Bien que la libre expression des patients – comme celle des médecins - est garantie et constitue un droit fondamental, il reste que cette liberté d’expression est réprimée en cas d’abus.
Qu’est-ce qu’un avis abusif, injurieux, diffamant ou dénigrant ?
Un avis est abusif lorsqu'il outrepasse la liberté d’expression.
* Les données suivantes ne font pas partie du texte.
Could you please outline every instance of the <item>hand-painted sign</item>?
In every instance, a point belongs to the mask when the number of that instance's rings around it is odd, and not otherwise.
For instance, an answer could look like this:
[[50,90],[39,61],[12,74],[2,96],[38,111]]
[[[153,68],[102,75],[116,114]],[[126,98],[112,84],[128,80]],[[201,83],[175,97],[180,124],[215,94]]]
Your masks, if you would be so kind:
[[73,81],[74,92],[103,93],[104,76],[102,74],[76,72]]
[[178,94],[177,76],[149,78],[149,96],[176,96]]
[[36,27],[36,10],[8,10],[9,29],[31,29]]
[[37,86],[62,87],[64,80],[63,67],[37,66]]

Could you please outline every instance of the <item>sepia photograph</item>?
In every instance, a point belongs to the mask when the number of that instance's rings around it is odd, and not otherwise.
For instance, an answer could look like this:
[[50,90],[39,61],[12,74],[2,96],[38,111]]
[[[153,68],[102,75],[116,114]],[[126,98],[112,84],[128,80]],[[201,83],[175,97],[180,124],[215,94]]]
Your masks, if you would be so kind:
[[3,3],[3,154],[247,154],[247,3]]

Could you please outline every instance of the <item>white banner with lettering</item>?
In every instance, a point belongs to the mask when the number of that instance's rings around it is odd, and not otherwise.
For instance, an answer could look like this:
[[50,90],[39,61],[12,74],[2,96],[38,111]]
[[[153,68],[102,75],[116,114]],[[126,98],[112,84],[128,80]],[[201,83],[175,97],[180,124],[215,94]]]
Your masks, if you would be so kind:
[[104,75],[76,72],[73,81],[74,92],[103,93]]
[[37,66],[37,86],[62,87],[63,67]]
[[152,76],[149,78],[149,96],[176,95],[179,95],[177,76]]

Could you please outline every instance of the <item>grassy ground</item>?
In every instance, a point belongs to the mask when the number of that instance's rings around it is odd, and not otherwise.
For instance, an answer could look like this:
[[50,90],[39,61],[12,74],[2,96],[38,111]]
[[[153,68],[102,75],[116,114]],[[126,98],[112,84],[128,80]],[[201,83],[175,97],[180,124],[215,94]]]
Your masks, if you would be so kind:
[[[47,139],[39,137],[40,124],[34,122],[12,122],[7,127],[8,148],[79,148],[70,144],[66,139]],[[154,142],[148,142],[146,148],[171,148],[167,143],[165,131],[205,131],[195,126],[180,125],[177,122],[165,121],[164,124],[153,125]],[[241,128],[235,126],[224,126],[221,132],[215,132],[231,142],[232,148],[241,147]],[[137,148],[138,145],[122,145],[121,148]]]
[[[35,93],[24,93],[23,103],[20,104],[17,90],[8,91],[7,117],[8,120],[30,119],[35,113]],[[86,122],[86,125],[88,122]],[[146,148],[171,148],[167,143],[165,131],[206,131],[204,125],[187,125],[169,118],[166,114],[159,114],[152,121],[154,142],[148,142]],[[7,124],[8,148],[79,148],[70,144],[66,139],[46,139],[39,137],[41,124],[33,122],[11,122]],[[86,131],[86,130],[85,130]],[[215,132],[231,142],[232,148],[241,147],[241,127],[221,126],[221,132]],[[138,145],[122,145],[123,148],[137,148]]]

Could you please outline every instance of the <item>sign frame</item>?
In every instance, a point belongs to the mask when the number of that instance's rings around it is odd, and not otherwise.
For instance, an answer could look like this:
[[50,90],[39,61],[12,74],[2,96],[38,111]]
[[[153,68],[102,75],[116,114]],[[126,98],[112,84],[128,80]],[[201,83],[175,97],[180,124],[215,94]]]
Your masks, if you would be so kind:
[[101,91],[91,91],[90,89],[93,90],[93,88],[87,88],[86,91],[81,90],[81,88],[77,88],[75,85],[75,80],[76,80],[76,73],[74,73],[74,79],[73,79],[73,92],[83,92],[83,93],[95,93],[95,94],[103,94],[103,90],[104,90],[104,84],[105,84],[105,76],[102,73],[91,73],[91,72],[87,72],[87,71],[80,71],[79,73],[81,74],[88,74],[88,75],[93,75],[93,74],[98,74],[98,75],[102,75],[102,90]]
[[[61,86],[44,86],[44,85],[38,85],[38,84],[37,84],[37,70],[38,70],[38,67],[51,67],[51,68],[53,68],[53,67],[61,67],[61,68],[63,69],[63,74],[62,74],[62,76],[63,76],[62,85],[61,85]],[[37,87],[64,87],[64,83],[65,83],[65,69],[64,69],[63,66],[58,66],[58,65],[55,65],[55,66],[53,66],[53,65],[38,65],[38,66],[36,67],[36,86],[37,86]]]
A ce titre, sont réprimés :
L'injure (article 29 de la loi du 29 juillet 1881 sur la liberté de la presse) : elle consiste en une expression outrageante, termes de mépris ou invective qui ne vise aucun fait précis (par exemple : une insulte) ;
La diffamation (article 29 de la loi du 29 juillet 1881 sur la liberté de la presse) : il s'agit de l'allégation d’un fait précis qui porte atteinte à l'honneur ou à la considération de la personne visée ;
Le dénigrement (article 1240 du Code civil) : cela consiste à jeter le discrédit sur les prestations d’une personne, ce dont il résulte un préjudice pour celle-ci (telle qu’une perte de patientèle).
Il convient ainsi de distinguer les propos qui constituent des opinions, appréciations personnelles et jugements de valeur (avis licites), de ceux qui outrepassent les limites de la liberté d’expression (avis illicites).
Dans tous les cas, seul un texte de loi peut fonder et donc permettre de demander le retrait d’un avis jugé illicite.
L’injure ou la diffamation envers un particulier est sanctionnée par une amende de 12 000 euros (avec des peines plus élevées en cas de racisme ou de discrimination notamment).
Il est recommandé de prendre conseil auprès de votre avocat afin d’étudier quelle qualification juridique est applicable aux propos concernés et quelles démarches appropriées mener. En effet, en cas d’injure ou de diffamation, le délai pour pouvoir agir en justice est court (3 mois à partir de la publication). Passé ce délai, aucune action judiciaire menée devant les tribunaux n’est recevable.